For the statistical analysis, qualitative variables are expressed as relative frequencies and quantitative variables as mean and standard deviation. The association between determinants was assessed with multilevel logistic regression models using anthropometric status (body mass index at baseline and changes during follow-up) as a dependent variable. In view of the complex sampling design, we applied a 95% confidence interval in all analyses.

In total, 2627 of the 4571 children screened at aged 4 years participated in the questionnaire and examination, representing a response rate of 57.5%. Participants (Table 2) had a mean body mass index of 15.9 and a systolic and diastolic blood pressure of 88.5 and 51.6 mmHg, respectively. Mean daily intake for carbohydrates, proteins and fats was 226.9 g, 87.5 g and 82.4 g, respectively. Mean fruit and vegetable portions per day were 1.9 and 1.7, respectively. Weekly physical activity was 2.7 hours and daily use of television, game console and computer was 2.7 hours.

Table 2.

Anthropometric, Nutritional and Lifestyle Characteristics, and Blood Pressure in the Baseline Sample

Age, mo  48.6±1.6  48.6±1.6  48.6±1.5 
Weight, kg  17.0±2.5  17.2±2.4  16.9±2.5 
Height, cm  103.4±4.4  103.9±4.4  103.0±2.3 
BMI, kg/m2  15.9±1.6  15.9±1.5  15.9±1.7 
Waist circumference, cm  52.0±4.1  51.8±3.9  52.3±4.3 
Systolic blood pressure, mmHg  88.5±8.9  88.8±8.9  88.1±9.0 
Diastolic blood pressure, mmHg  51.6±8.8  51.5±8.7  51.7±8.8 
Frequency of daily breakfast, %  97.5  98.2  96.8 
Breast milk only, mo  3.3±2.4  3.2±2.5  3.4±2.4 
Carbohydrate intake, g/d  226.9±66.6  231±68.9  222.2±63.8 
Protein intake, g/d  87.5±24.6  88.0±24.9  86.9±24.3 
Fat intake, g/d  82.4±20.1  83.2±20.3  81.4±19.7 
Fruit intake, portions/d  1.9±1.1  1.8±1.1  1.9±1.1 
Vegetable intake, portions/d  1.7±2.9  1.6±0.9  1.7±4.0 
Sleep, h/d  10.5±1.1  10.5±1.1  10.5±1.1 
Physical activity, h/wk  2.7±1.7  2.7±1.7  2.7±1.6 
Use of TV, game console or computer, h/d  2.7±1.6  2.8±1.7  2.7±1.7 

BMI, body mass index; TV, television.

Unless otherwise indicated, the data are expressed as mean±standard deviation.

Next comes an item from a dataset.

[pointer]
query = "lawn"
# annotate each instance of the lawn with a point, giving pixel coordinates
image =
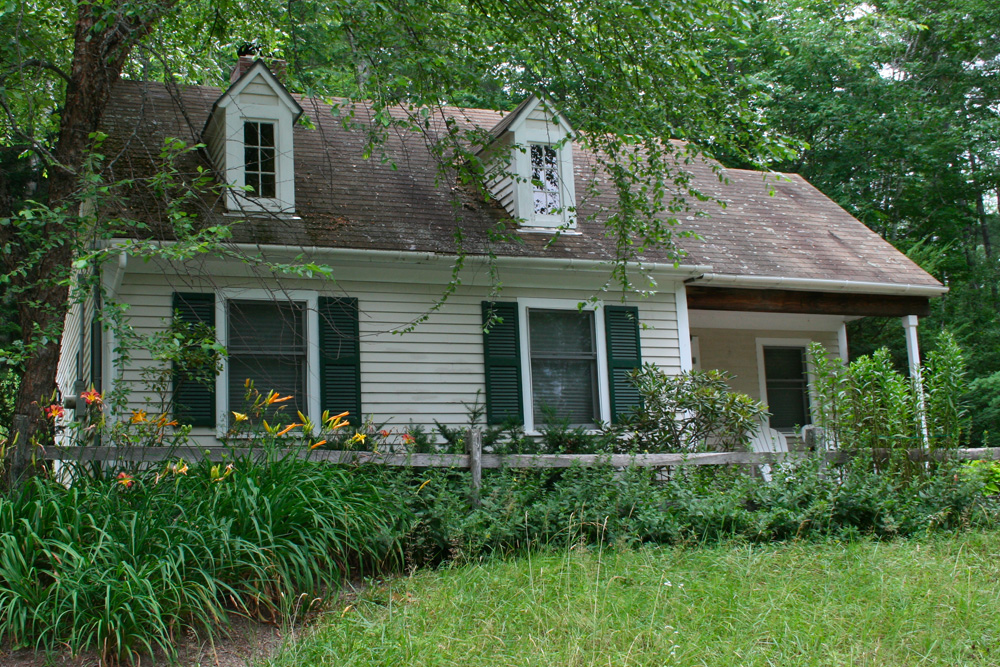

The ELOIN study lays the foundations to prospectively follow upa representative sample of children. Its main strength lies in its longitudinal, population cohort design that includes children with a broad socioeconomic status, geographical residence, and origin. The data from the ELOIN study cohort through to adult age will help improve our clinical-epidemiological knowledge of the factors associated with the onset and persistence of childhood obesity and its short- and long-term impact on health.

The characteristics of the baseline sample are quite similar to the characteristics of the general population. However, the percentage of mothers with primary school education or below is slightly lower in the ELOIN study than in Madrid in general. The main challenge in follow-up will be to maintain high participation levels, and to achieve this we have designed engagement strategies to be implemented by the pediatricians and a telephone call and alert system for the families.

We believe that the ELOIN study is a viable project with a design that makes efficient use of health resources. The study results will provide an excellent opportunity to strengthen prevention strategies and control childhood obesity in our region.


This study has been partly funded by the Madrid Department of Health under project no. RS_AP10-13.


We are grateful to the families for their voluntary participation, to the pediatricians for their contribution, and to the companies Demométrica and Sondaxe for the interviews.